Israel’s high-tech sector is a cornerstone of the country’s economy, accounting for around 14% of jobs and almost a fifth of the national GDP. For a decade, it has been Israel’s fastest-growing sector.

The country's usually vibrant technology industry has a global reputation as being a leading light when it comes to its innovation in fields including e-commerce, security and artificial intelligence. Like other industries around the world, the COVID-19 pandemic, subsequent inflation and the invasion of Ukraine have led to a downturn in the sector. But it has become more pronounced this year due to instability in Israel’s domestic politics.

Preliminary data from the IVC Research Center and LeumiTech showed on Wednesday that fundraising for Israeli technology firms fell more than 65% in the second quarter from over $5 billion in the same period in 2022.

Layoffs have become commonplace too. On Tuesday, Alphabet-owned Google announced it was cutting jobs at Israeli-founded mapping app Waze, as it merges the app’s advertising system with Google Ads technology.

Google, which acquired Waze for around $1.3 billion in 2013, said in a statement Tuesday, "In order to create a better, more seamless long-term experience for Waze advertisers, we've begun transitioning Waze's existing advertising system to Google Ads technology. As part of this update, we've reduced those roles focused on Waze Ads monetization.” The tech giant did not give the number of layoffs.

Earlier this month, Uber announced that it would cease operations in Israel. Job posting website ZipRecruiter said it would cut 20% of its employees due to market conditions. E-commerce giant Amazon axed dozens of jobs in Israel after shutting down its health bracelet Halo program.

A May report suggested that Israel’s tech layoffs would continue in 2023, adding that one-quarter of companies have stopped recruiting new staff and another quarter plan layoffs — many of those planning to let go 5% of their workforce.

On Monday, the state-backed Israel Innovation Authority said that the slowdown in the country’s technology sector has worsened this year, exacerbated by political turmoil. The report coincided with Prime Minister Benjamin Netanyahu’s sudden return to power at the end of last year as part of a far-right government and his controversial push to overhaul the justice system, which has sparked mass protests. The plan would limit the power of the Supreme Court. The shekel has taken a hit since it was introduced, and players in Israel’s technology sector warned that the proposed reforms would make the country less attractive to foreign investors.

The downturn in Israel's tech industry is caused by global external factors and the country’s domestic issues, according to Eugene Kandel, former chairman of Israel’s National Economic Council and professor of economics at the Hebrew University of Jerusalem.

“I think that once the world crisis ends, we will start seeing a similar development in Israel,” he told Al-Monitor. “The degree of the political uncertainty and the results of the legislation will determine to what extent and where these companies and founders register and operate.”

Omer Moav, a former Netanyahu adviser and a professor of economics at Warwick and Reichman University, told Al-Monitor, “There is a world slowdown in investments in the high-tech sector, but it is much worse in Israel. And it seems that the reason is the current Israeli government and in particular the judicial revolution, or the fear of such a revolution.”

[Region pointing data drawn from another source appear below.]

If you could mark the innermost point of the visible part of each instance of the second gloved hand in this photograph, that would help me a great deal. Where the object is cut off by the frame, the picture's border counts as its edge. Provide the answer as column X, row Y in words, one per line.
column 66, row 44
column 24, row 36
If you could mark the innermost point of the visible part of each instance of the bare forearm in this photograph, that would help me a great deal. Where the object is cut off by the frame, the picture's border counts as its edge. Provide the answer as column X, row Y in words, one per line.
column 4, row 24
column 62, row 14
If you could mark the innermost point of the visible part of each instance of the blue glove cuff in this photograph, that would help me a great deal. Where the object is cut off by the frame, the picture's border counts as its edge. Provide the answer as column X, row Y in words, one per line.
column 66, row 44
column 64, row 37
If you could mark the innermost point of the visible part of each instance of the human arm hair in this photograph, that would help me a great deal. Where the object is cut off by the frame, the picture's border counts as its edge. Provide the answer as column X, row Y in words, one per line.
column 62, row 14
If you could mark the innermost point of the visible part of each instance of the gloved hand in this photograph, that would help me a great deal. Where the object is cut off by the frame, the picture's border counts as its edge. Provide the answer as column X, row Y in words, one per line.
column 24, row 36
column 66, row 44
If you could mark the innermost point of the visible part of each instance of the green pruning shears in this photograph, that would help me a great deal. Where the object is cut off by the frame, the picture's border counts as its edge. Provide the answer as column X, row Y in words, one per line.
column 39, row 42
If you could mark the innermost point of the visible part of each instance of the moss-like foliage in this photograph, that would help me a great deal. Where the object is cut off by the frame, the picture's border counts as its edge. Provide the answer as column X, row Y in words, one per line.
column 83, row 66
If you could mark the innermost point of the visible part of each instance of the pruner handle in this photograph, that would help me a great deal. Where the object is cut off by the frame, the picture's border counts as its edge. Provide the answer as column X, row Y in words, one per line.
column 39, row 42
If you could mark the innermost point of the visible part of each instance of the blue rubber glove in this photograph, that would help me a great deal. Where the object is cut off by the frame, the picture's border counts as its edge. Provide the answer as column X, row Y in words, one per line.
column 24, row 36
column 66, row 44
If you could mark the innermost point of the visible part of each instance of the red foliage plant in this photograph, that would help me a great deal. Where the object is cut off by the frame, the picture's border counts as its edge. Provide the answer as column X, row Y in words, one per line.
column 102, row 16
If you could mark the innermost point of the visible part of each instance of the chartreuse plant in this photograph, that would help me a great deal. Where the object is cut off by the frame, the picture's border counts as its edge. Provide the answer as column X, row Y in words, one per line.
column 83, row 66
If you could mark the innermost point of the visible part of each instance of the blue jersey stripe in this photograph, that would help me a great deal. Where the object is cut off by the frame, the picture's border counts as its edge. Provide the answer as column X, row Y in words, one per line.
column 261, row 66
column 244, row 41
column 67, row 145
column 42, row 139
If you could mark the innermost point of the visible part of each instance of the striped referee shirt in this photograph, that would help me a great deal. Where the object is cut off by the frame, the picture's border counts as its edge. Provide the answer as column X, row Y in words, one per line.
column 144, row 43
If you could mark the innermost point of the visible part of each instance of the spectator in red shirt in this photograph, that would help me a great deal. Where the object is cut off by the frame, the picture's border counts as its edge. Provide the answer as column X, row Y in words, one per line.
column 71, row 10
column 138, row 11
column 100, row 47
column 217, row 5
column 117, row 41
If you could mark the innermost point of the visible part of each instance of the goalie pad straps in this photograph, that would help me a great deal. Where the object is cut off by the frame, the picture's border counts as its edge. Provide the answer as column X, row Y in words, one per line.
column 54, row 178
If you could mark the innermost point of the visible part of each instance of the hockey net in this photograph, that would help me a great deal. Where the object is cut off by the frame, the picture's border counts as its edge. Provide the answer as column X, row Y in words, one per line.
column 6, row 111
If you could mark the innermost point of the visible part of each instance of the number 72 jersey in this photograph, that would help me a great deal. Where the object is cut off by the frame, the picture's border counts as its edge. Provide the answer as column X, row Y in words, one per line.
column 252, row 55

The slowdown of investment in Israel’s high-tech sector began following the beginning of the invasion of Ukraine last year, similar to the rest of the world.

“But since the beginning of 2023 more or less, the decline in Israel is disconnected from the world economy, which shows indications of a slow recovery,” Moav added.

“The judicial reform, and probably other policies of the Israeli government, are a threat to stability and growth,” he said. “With a weak judicial system, investors worry about the protection of property rights," he added, noting that these fears are compounded by a "budget that neglects growth-promoting investment, such as investment in infrastructure and skills, and rather does the opposite of encouraging less participation in the labor force of the ultra-orthodox, in addition to nominations to senior positions in the public sector based on political connections, not on skills.“

Israeli startups are increasingly being domiciled abroad, and several technology firms have reported moving funds out of Israel as a result of the investment uncertainty. On Monday, the Israel Innovation Authority said that when two quarters after the US stock markets begin to recover — as seen in 2023 — capital raising and employment in Israel, including in its high-tech sector, would be expected to increase. But this has not been seen in the stock markets this year: In 2023, the Nasdaq has risen 29%, while Israel’s main tech index is only up 7.8%. The state agency said there was “a genuine concern” of a separation trend between the industry and the global economic trajectory.

Asked how Israel can get its technology sector to rebound, Kandel said, “Develop a long-term strategy and supporting policies and stop playing with fire.”